One thing I would note is fit, I got an XXL which would usually be just about right for me but this is much bigger. I would suggest trying them on in the shop first before buying to make sure you get a well fitting garment. With jackets you want them fairly close fitting to ensure they wick away any sweat.
So, bad points? Well not many really. The main one being the zip. I seem to start zipping it up and every now and again the bottom part comes out leaving me to have to pull the zip back down and try and realign it. I’m not a fan of the colour I got sent, but there are 3 more to choose from.
Finally, the price. They are easily found around £90, some places are cheaper and the womens can be had for around £50. So this is a fairly inexpensive outdoor garment compared to the ludicrous prices you can pay on waterproof jackets.
So what are we left with in conclusion? Well I started using the jacket expecting it to perform no where near as good as my Rab Latok Alpine. I’ve always been someone who buys the best that they can afford, I’ve had gear in the past that just wasn’t fit for my purpose and I’ve ended up buying twice so always stuck with a buy right buy once philosophy. However the Sprayway Hydrolite II performs really well, for it’s price point its an absolute bargain. I can’t say I’ve really noticed much difference in terms of technical performance compared to the Latok.
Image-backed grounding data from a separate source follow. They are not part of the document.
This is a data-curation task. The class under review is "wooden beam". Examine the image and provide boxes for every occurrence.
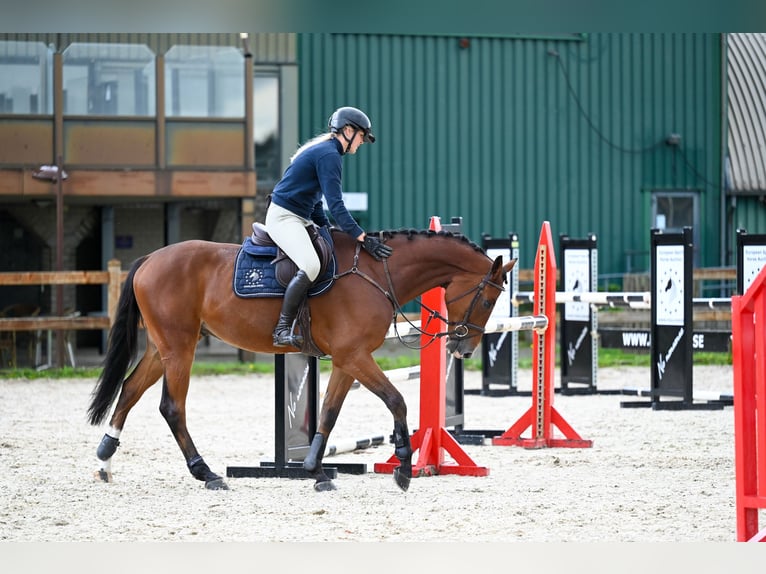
[0,270,112,286]
[0,168,256,199]
[0,316,110,332]
[693,267,736,281]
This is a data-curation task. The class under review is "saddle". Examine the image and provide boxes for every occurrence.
[234,222,335,357]
[249,222,334,288]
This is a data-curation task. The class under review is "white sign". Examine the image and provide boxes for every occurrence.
[655,244,685,326]
[487,247,511,319]
[322,192,368,212]
[742,245,766,293]
[564,248,590,322]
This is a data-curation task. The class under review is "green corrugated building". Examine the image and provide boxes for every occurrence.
[298,33,748,281]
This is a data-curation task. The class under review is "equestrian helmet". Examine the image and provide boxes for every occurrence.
[328,106,376,143]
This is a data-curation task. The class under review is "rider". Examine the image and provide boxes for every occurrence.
[266,106,393,348]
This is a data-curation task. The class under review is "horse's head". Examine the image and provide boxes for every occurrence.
[444,255,517,358]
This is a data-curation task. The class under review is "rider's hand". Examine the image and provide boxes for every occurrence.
[361,235,393,261]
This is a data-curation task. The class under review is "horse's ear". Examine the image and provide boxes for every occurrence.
[493,256,517,284]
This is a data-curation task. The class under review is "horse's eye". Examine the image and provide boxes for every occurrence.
[483,299,494,309]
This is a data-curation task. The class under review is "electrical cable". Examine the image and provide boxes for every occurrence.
[550,48,720,189]
[676,147,721,189]
[549,49,664,155]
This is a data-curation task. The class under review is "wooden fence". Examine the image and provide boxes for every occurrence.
[0,260,126,367]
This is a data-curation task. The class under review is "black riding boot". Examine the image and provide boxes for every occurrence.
[272,270,313,347]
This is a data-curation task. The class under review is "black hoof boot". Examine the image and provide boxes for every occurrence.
[305,433,335,491]
[391,421,413,492]
[96,433,120,461]
[189,455,228,490]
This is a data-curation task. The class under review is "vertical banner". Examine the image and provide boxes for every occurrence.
[281,353,318,461]
[559,233,598,394]
[650,227,693,405]
[480,232,521,396]
[621,227,723,411]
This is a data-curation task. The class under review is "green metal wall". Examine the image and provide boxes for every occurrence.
[297,33,725,278]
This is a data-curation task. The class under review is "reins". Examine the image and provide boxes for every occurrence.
[332,239,506,350]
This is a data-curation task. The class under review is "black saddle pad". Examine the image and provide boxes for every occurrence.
[233,229,336,298]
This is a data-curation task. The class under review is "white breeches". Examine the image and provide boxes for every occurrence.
[265,203,322,281]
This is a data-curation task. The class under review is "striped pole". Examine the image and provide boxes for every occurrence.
[514,291,731,310]
[483,315,548,334]
[514,291,651,309]
[325,435,385,457]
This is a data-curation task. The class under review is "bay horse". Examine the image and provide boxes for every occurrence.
[87,227,515,492]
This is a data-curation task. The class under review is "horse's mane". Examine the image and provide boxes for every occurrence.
[365,228,487,255]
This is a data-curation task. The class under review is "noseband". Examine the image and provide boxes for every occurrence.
[421,268,506,341]
[334,242,505,349]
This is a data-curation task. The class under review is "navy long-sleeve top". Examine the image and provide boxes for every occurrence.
[270,137,364,239]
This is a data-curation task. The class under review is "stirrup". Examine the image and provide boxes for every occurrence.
[273,327,303,348]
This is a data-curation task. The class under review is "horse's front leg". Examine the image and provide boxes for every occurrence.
[303,368,355,491]
[390,418,412,492]
[332,354,413,492]
[158,363,229,491]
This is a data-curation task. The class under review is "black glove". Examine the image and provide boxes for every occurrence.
[361,235,393,261]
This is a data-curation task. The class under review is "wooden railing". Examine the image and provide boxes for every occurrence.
[0,259,125,334]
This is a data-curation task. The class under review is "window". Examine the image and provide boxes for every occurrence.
[62,43,155,116]
[652,189,700,264]
[0,41,53,114]
[165,45,244,118]
[254,70,280,181]
[652,191,697,232]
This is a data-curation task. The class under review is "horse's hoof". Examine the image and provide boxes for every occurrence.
[393,468,410,492]
[314,480,336,492]
[205,478,229,490]
[93,469,112,483]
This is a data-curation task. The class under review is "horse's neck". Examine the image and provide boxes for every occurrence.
[389,239,476,303]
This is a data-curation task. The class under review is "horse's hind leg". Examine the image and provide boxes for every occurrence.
[303,367,356,491]
[95,345,164,482]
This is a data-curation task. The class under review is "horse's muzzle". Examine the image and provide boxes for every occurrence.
[446,337,475,359]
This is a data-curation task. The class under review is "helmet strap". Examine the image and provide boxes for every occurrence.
[339,125,358,154]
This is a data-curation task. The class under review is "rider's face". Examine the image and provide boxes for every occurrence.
[344,126,365,154]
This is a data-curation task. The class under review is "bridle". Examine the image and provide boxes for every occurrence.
[333,240,506,350]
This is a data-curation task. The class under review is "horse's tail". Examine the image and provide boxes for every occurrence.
[87,256,148,426]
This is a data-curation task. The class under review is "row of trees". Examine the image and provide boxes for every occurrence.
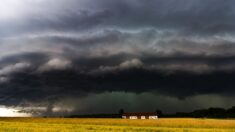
[165,106,235,118]
[67,107,235,118]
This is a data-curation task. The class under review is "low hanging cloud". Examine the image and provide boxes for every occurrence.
[38,58,71,72]
[94,59,143,73]
[0,62,31,75]
[0,62,31,83]
[15,92,235,116]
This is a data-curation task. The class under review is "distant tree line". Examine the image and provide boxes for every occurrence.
[68,114,121,118]
[65,106,235,118]
[163,106,235,118]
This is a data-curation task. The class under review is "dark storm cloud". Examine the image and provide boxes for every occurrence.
[1,0,235,37]
[0,52,49,67]
[1,47,235,107]
[62,93,235,115]
[94,0,235,34]
[1,54,235,106]
[1,0,235,115]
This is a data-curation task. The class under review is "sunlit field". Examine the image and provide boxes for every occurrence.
[0,118,235,132]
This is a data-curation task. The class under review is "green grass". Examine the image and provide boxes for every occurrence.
[0,118,235,132]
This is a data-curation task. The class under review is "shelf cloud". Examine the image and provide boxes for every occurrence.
[1,0,235,116]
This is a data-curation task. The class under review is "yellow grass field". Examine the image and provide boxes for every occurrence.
[0,118,235,132]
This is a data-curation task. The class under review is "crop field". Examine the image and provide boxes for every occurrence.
[0,118,235,132]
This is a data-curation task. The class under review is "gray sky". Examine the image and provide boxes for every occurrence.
[1,0,235,116]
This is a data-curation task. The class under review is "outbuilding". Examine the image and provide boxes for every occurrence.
[122,112,158,119]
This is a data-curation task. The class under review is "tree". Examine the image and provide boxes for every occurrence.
[119,109,124,115]
[155,109,163,117]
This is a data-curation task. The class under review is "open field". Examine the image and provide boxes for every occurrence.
[0,118,235,132]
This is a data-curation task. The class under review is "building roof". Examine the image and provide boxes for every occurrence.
[122,112,157,116]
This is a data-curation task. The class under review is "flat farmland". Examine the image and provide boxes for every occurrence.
[0,118,235,132]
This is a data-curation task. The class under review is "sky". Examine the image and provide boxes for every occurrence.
[1,0,235,117]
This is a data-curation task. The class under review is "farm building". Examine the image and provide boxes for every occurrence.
[122,112,158,119]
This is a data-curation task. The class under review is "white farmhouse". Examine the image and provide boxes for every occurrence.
[122,112,158,119]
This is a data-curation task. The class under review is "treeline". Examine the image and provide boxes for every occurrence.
[67,114,121,118]
[65,106,235,118]
[163,106,235,118]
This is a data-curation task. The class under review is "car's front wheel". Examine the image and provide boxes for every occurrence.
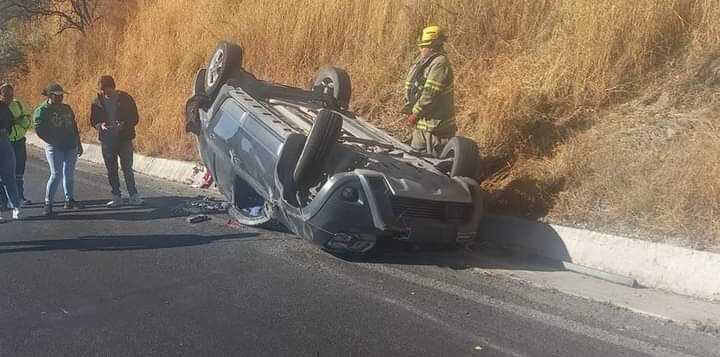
[440,136,479,178]
[293,110,343,190]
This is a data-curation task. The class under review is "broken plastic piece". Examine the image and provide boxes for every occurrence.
[186,214,211,224]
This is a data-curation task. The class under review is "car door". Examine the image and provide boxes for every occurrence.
[226,104,283,195]
[206,100,243,200]
[206,97,284,203]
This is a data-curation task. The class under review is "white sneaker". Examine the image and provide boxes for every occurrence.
[107,195,122,208]
[128,194,144,206]
[12,208,22,220]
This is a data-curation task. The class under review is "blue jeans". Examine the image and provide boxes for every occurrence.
[45,144,78,203]
[0,135,20,209]
[0,137,28,204]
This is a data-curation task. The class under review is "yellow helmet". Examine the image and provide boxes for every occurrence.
[417,25,447,48]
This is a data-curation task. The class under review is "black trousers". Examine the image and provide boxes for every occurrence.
[0,137,27,203]
[101,139,138,196]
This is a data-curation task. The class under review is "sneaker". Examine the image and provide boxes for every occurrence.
[128,194,144,206]
[107,195,122,208]
[43,203,53,217]
[21,198,32,206]
[64,200,85,209]
[12,208,22,220]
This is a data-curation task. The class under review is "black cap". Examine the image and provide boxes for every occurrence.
[43,82,68,96]
[98,75,116,89]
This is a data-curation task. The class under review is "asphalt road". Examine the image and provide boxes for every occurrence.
[1,150,718,357]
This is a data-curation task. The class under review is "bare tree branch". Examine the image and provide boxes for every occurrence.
[0,0,101,35]
[0,30,28,78]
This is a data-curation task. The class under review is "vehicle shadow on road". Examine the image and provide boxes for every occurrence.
[232,210,568,274]
[20,196,227,222]
[0,233,259,254]
[341,240,565,272]
[341,216,572,273]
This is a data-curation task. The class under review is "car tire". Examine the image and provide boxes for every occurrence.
[456,176,485,241]
[293,110,343,189]
[193,68,207,96]
[184,94,210,135]
[205,41,244,98]
[440,136,479,178]
[312,66,352,110]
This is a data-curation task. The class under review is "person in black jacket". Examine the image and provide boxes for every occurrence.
[90,75,143,207]
[0,99,22,220]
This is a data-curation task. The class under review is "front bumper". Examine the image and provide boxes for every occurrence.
[297,172,482,252]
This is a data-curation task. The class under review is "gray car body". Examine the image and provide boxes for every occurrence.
[194,72,483,252]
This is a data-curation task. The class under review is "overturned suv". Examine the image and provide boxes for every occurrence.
[185,41,484,254]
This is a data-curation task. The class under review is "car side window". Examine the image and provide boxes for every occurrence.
[212,100,248,141]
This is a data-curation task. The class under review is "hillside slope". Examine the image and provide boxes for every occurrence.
[15,0,720,247]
The Hydro/Dry material is really good, especially in terms of endurance of not having to wash it after every few wears to maintain waterproffness. I think in summer, the breathability may show the differences but that is yet to be seen. I remember coming down from the North Face of the Ben after using it all day and being thoroughly impressed with the jacket far exceeding expectations. Would I buy one? If I was in the market on a budget for a lightweight waterproof jacket, then yes I would. The jacket actually gets packed into my kit regularly now.